Keywords

1 Introduction

The advances in the information technologies and the industrial computing have transformed the traditional water distribution networks (WDN) in cyber-physical systems. The combination of physical processes with cyber-physical systems improves the service of the urban WDN but expose them to the potential threats of cybernetic attacks [1, 12]. In the last years, several water distribution and supply systems have received cyber-attacks [4]. This has motivated the creation of cyber-security agencies for protecting and defending WDN.

In a bibliographic review about the cyber-security in WDN can be appreciated that the most algorithms address cyber-attack detection but few works are concerned with the location of the attacks being this a current open research problem [4, 10, 13]. At present, cyber-attack detection is based in the identification of abnormal patterns in the behaviour of the variables. Advanced methods use signal spectral analysis or the comparison between the ideal behaviour of the WDN (by using a model) with its current state [6, 13].

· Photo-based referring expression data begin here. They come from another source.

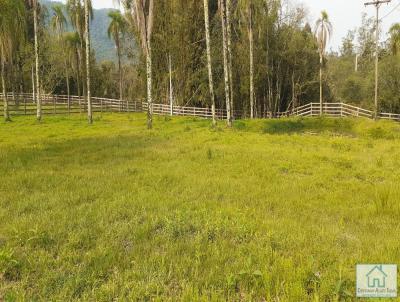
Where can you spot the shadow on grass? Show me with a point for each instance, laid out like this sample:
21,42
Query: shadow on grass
301,125
87,151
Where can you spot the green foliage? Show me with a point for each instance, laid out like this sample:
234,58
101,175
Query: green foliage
113,212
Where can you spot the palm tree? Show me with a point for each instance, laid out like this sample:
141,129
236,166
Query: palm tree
35,5
12,27
76,14
58,23
117,28
140,17
87,39
72,44
323,32
395,38
209,64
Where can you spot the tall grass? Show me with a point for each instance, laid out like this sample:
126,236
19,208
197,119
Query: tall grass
271,210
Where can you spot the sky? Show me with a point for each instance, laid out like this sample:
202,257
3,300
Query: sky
345,15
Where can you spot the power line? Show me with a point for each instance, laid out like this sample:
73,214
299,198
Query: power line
377,4
391,12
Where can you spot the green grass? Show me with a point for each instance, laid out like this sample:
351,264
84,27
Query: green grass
277,210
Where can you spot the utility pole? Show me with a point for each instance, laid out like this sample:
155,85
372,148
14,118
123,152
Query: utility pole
377,4
356,64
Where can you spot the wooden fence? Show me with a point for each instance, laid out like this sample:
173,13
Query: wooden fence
23,104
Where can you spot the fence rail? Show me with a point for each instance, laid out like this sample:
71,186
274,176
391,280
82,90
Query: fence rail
24,104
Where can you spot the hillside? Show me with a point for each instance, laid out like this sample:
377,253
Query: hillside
273,210
101,44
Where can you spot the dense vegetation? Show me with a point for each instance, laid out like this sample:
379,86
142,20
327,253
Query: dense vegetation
276,210
104,48
351,72
284,71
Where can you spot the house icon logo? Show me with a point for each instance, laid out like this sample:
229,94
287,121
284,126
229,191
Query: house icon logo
377,277
376,280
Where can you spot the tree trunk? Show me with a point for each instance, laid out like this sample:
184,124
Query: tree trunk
171,90
38,98
320,86
226,67
33,85
251,43
229,38
87,34
209,63
78,78
3,84
149,86
119,71
68,90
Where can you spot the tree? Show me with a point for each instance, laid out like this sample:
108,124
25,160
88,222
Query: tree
117,28
87,40
209,63
35,5
246,10
222,5
395,38
58,23
323,32
140,16
12,27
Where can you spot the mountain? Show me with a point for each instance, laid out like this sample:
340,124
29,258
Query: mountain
103,46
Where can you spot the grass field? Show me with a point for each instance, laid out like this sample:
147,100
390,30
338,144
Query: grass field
271,210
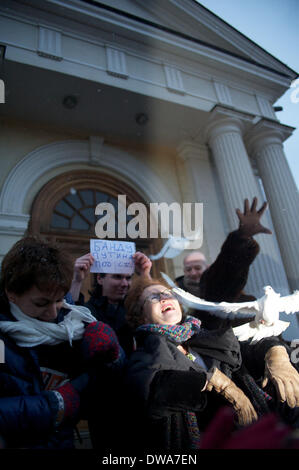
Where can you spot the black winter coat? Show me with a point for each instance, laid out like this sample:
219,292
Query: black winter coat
27,413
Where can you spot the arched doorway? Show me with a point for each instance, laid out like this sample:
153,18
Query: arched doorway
64,211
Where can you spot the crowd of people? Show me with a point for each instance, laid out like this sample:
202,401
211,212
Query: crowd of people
141,370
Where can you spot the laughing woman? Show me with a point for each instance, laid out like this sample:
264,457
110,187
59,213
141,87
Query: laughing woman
51,348
174,377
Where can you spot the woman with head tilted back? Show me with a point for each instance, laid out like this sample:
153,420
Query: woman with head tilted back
51,348
180,374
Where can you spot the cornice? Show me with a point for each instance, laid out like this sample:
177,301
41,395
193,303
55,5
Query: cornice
266,132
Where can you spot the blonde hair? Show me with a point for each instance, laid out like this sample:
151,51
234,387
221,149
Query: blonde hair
134,315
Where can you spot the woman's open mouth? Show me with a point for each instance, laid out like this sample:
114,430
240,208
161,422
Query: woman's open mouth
167,308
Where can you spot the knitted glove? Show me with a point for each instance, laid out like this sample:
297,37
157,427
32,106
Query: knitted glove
222,384
68,396
100,342
284,376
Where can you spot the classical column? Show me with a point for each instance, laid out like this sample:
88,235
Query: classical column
197,181
265,144
237,181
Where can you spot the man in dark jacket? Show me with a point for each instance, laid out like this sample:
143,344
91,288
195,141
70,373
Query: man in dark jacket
52,349
106,302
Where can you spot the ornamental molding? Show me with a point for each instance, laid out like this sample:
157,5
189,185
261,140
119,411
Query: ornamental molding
36,165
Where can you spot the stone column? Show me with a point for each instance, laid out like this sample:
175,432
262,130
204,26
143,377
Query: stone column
197,181
265,144
237,181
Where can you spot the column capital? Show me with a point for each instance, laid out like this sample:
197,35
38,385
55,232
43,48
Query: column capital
190,149
223,120
266,132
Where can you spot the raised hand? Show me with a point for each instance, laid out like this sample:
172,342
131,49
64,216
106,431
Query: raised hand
250,219
81,270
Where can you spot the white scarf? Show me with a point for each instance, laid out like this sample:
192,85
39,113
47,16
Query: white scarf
29,332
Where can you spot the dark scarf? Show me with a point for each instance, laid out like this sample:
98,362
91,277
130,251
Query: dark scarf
180,334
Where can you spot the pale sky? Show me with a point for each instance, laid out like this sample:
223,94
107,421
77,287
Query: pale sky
273,25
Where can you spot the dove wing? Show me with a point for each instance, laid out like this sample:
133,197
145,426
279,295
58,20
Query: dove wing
172,248
289,303
244,332
221,311
224,310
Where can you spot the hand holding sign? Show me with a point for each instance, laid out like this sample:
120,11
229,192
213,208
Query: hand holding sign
112,256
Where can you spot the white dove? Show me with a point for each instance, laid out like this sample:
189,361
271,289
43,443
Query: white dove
263,312
245,311
173,247
266,322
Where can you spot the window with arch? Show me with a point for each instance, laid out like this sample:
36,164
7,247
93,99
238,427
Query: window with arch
64,211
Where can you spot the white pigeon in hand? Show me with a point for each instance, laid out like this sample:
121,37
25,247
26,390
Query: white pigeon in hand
174,246
267,322
244,311
263,312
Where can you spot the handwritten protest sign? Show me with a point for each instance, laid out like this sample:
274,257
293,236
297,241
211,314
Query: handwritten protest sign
112,256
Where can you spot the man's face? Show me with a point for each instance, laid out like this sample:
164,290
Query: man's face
194,266
43,306
114,286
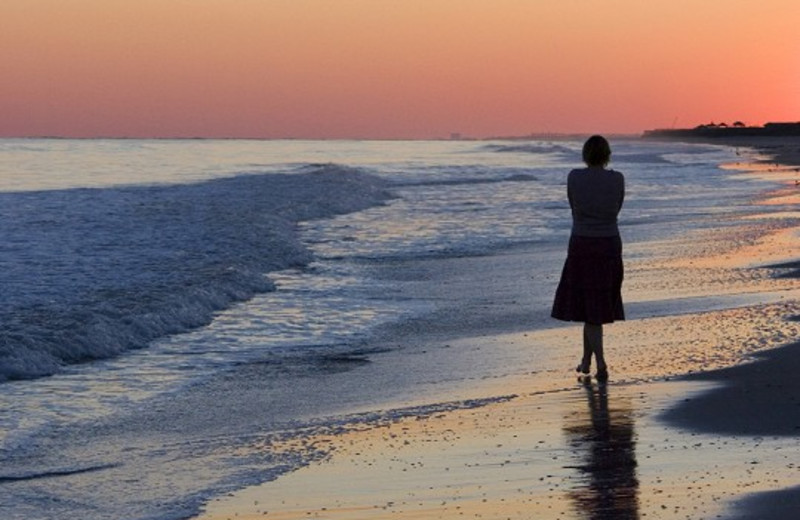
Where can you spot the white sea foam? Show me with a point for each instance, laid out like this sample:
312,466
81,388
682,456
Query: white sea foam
220,288
92,273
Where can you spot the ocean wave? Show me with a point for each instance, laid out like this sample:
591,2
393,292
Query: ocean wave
517,177
91,273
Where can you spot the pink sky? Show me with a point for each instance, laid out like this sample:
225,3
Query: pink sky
392,68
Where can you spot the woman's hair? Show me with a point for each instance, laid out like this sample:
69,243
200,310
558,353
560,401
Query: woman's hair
596,151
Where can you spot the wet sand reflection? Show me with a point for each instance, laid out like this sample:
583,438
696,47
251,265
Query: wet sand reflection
604,447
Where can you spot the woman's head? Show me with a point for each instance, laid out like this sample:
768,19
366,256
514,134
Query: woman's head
596,151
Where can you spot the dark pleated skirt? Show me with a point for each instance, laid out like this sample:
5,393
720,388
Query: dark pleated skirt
590,289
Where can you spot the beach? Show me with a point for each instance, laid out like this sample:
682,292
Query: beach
361,329
525,442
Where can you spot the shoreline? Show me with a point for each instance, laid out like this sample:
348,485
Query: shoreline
539,453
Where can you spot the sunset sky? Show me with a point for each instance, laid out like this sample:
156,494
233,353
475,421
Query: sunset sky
392,68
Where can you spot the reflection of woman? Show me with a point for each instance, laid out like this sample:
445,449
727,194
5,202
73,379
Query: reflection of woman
605,446
591,281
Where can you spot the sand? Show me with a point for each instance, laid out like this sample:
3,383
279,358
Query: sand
720,443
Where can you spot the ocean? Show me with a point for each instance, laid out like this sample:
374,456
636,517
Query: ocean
172,309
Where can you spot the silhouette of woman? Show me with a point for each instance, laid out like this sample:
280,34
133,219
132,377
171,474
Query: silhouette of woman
590,290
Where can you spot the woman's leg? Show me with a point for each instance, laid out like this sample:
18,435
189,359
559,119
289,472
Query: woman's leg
593,344
588,349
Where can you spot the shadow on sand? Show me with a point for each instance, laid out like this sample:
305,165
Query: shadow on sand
602,441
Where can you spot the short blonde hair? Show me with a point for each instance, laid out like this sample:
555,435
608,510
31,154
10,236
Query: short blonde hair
596,151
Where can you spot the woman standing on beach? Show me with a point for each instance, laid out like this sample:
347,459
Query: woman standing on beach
590,290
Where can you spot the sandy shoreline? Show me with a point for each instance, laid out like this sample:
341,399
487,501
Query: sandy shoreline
720,443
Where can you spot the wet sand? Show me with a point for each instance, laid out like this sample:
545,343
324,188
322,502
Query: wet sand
720,443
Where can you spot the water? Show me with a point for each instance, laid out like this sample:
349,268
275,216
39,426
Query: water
167,303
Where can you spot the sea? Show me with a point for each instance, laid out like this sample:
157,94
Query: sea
172,309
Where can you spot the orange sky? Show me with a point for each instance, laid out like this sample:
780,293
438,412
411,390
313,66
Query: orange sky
392,68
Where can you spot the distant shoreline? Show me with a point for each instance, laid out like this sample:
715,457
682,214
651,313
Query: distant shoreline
723,131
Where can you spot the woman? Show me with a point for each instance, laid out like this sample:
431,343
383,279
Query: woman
591,281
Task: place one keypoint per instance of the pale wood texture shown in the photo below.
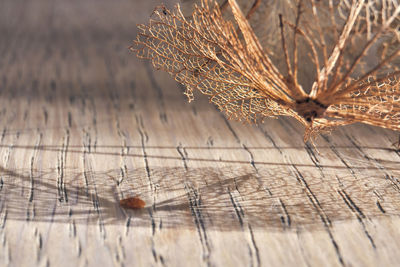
(84, 124)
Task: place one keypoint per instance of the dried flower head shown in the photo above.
(325, 63)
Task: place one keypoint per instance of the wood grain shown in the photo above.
(84, 124)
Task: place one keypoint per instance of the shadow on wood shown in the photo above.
(276, 196)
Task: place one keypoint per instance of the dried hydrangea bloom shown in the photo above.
(325, 63)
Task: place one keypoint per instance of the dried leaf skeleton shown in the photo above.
(325, 63)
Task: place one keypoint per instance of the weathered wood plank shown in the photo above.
(84, 124)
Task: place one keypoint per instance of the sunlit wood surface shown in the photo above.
(84, 124)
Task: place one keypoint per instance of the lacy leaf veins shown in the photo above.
(325, 63)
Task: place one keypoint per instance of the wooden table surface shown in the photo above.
(84, 124)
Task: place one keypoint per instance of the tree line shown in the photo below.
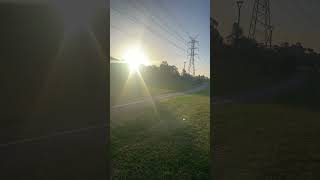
(280, 60)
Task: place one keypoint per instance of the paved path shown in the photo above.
(95, 128)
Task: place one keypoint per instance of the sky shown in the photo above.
(293, 20)
(161, 28)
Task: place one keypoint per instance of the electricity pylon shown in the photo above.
(192, 54)
(261, 17)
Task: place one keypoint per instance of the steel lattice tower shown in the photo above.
(192, 54)
(261, 18)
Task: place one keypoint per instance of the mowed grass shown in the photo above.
(170, 141)
(260, 141)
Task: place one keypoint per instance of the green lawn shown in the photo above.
(257, 141)
(168, 142)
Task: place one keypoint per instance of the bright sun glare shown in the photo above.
(135, 57)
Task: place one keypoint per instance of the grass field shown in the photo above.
(260, 141)
(170, 141)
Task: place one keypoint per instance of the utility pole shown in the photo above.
(261, 17)
(184, 68)
(192, 54)
(239, 4)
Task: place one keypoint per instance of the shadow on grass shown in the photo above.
(157, 146)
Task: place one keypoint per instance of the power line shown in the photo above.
(135, 20)
(172, 16)
(192, 54)
(261, 16)
(153, 18)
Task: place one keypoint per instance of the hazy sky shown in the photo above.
(158, 35)
(294, 20)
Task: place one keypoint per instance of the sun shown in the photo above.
(135, 57)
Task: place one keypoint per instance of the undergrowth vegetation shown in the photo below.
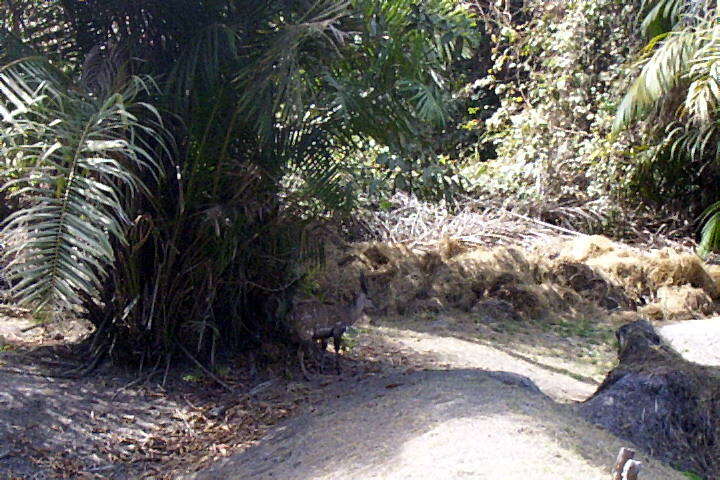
(170, 175)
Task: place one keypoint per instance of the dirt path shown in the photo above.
(461, 409)
(697, 340)
(421, 400)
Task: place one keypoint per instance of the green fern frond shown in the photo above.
(710, 235)
(70, 157)
(662, 71)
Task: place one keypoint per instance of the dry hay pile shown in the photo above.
(587, 273)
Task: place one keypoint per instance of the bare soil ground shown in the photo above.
(426, 396)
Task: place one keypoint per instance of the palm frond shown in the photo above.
(710, 235)
(660, 16)
(70, 157)
(668, 61)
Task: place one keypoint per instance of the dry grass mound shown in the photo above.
(587, 274)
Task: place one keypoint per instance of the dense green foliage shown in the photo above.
(238, 142)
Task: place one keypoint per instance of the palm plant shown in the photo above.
(72, 156)
(264, 100)
(677, 91)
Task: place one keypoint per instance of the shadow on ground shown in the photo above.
(454, 424)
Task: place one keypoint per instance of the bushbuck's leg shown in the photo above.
(323, 351)
(337, 343)
(301, 360)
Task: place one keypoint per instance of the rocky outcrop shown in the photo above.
(661, 402)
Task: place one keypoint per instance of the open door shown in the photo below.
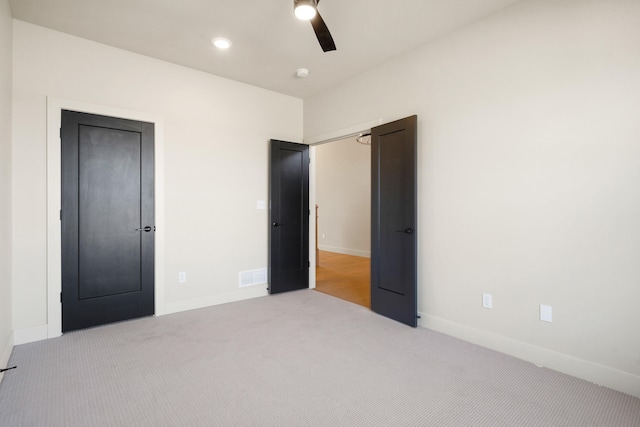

The main objective of this paper is to propose a novel methodology for detection and location of cyber-attacks in WDN combining tools of computational intelligence and structural analysis which constitutes its main contribution. The methodology only requires the normal operating data, and it does not require a parameterized physical model of the network constituting both aspects other contributions of the paper. For the validation of the proposal, data from the BATADAL test problem were used [13].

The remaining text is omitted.